About Microvast Holdings
    Provides battery technologies for electric vehicles and energy storage solutions.
What are the underlying business or industry changes driving this perspective?
  • Continued investments in advanced battery technologies, such as all-solid-state and silicon-based cells, position Microvast to meet growing demand for high-performance, safer, and versatile battery solutions across sectors like EVs, energy storage, robotics, and aerospace-supporting higher-margin product mix and top-line revenue growth.
  • Strategic capacity expansion, including the new 2 GWh line at the Huzhou facility scheduled for Q4 2025, enables Microvast to capture accelerating order flow from the global electrification push, directly supporting volume growth and operating leverage, which is likely to enhance future revenue and gross margins.
  • Execution of multi-region growth strategies-particularly in EMEA and APAC, with a ramp-up in U.S. presence-allows Microvast to capitalize on shifting government policies and major fleet decarbonization mandates, expanding total addressable markets and improving customer diversification, positively impacting revenue visibility and risk-adjusted earnings.
  • Relentless focus on operational efficiency and cost discipline, demonstrated in consecutive improvements in gross margins and significant reductions in operating expenses, sets the stage for sustainable net margin and operating profit growth as revenue scales.
  • A robust pipeline of strategic partnerships and advanced product launches, alongside the company's ability to secure long-term contracts, supports recurring cash flow and long-term backlog, improving earnings stability and supporting the foundation for further market share gains.
Microvast Holdings Earnings and Revenue Growth

Microvast Holdings Future Earnings and Revenue Growth

Assumptions

How have these above catalysts been quantified?

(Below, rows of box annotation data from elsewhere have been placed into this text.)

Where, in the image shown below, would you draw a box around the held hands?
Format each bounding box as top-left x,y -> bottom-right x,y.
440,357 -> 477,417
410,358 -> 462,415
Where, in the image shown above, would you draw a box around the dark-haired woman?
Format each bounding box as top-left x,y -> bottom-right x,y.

  • Analysts are assuming Microvast Holdings's revenue will grow by 13.3% annually over the next 3 years.
  • Analysts assume that profit margins will increase from -6.8% today to 16.7% in 3 years time.
  • Analysts expect earnings to reach $104.2 million (and earnings per share of $0.31) by about May 2029, up from -$29.2 million today.
  • In order for the above numbers to justify the price target of the analysts, the company would need to trade at a PE ratio of 27.0x on those 2029 earnings, up from -21.4x today. This future PE is lower than the current PE for the US Machinery industry at 27.3x.
  • Analysts expect the number of shares outstanding to grow by 2.07% per year for the next 3 years.
  • To value all of this in today's terms, we will use a discount rate of 10.09%, as per the Simply Wall St company report.

Risks

What could happen that would invalidate this narrative?
  • Microvast's heavy manufacturing and expansion investments remain concentrated in China (e.g., major Huzhou facility expansions), exposing the company to increased risk from future geopolitical tensions, trade restrictions, or regulatory changes between China and the US/EU, which could disrupt its supply chains, limit market access, and place downward pressure on revenue growth and margins.
  • Despite improvements in adjusted profitability, Microvast reported a significant GAAP net loss driven by large noncash expenses, warrant liabilities, and convertible loan fair value changes; this accounting volatility highlights continued financial risk, which could lead to future equity dilution, increased borrowing, or pressure on net earnings if not addressed structurally.
  • The company's product roadmap is highly reliant on successful commercialization of next-generation all-solid-state battery technology and other innovations, but there is substantial execution risk regarding scaling new chemistries, potential delays, and whether evolving alternatives (such as solid-state solutions from competitors or other storage technologies) could limit market penetration or future revenue streams.
  • Microvast's customer base and geographic revenue mix show concentration risk: EMEA revenue was impacted by delayed customer platform launches, while US revenue remains a small fraction of the total. Reliance on a small number of large customers, or volatility in particular regions, may result in lumpy revenues and uncertainty in cash flow, affecting both top-line and bottom-line growth.
  • Industry-wide trends of increasing competition, price commoditization, and potential OEM vertical integration pose a long-term threat to Microvast's ability to sustain high gross margins; a more competitive pricing environment or customer moves to in-house battery production could significantly compress profitability and offset operational efficiency gains.

Valuation

How have all the factors above been brought together to estimate a fair value?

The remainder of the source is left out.